I have a pavilion N5445 which uses the intel 830M video hardware, and although the kernel has support for the chipset and I am able to achieve 1024x768@truecolor in X, when I first startx the video looks corrupt for about 2 seconds and then changes into the first X screen (with the small pattern). My real problem is that after exiting my X session, the video is lost and my screen becomes a large scrolling white mess that I cannot recover unless I startx again. Does anyone have any ideas on how I can keep this from happening?
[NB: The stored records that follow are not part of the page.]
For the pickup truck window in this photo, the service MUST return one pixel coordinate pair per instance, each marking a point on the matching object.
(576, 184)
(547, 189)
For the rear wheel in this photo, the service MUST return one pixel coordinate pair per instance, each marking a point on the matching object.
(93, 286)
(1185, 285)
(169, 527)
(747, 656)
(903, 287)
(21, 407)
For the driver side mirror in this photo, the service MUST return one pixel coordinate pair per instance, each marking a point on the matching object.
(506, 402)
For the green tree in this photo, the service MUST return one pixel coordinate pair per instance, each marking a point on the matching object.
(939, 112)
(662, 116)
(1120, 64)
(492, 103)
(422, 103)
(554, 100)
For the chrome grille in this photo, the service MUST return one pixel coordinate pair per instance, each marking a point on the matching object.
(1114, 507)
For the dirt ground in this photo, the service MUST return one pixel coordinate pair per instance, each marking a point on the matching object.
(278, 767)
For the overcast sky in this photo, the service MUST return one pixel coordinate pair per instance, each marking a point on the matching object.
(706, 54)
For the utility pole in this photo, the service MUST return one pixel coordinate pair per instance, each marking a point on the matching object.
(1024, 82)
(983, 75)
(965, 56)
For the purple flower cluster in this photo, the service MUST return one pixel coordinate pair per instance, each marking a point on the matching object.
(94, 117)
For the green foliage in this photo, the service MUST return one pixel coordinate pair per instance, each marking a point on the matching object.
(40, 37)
I think part of the problem may be a mismatch between my console mode and the mode X uses.. but I have not been able to get the vidmode for 1024x768 to work yet   :Sad:   (any suggestions welcome)  Thanks!

----------

## kcsduke

Hi,

You may find this recent thread useful:

https://forums.gentoo.org/viewtopic.php?t=26733&highlight=

I have an 830M in my laptop too (pavilion n5495).  I found that after updating my bios, my screen-blanking problem was fixed, though I still cannot use the full 1400x1050 resolution of my screen (stuck at 1280x1024).  If you haven't updated your bios recently, I'd recommend heading over to hp.com and doing that:  http://h20004.www2.hp.com/soar_rnotes/bsdmatrix/matrix65149en_US.html

Incidently, your laptop uses the same bios as mine.

Additionally, some of the screen blanking problems are being addressed in xfree86 4.3 and have already been implemented in 4.2.99 if you'd like to try out the CVS builds.  Again, I'd recommend taking a look at that thread above.  Good luck!

----------

## eastshores

kcsduke,  I went to the link you provided, and flashed my BIOS and that fixed the issue I was having with the video display! Thank you very much for the assistance. As a side effect, it also increased the display area of my console, although I haven't managed to get 1024x768 as a mode yet. Thanks again

----------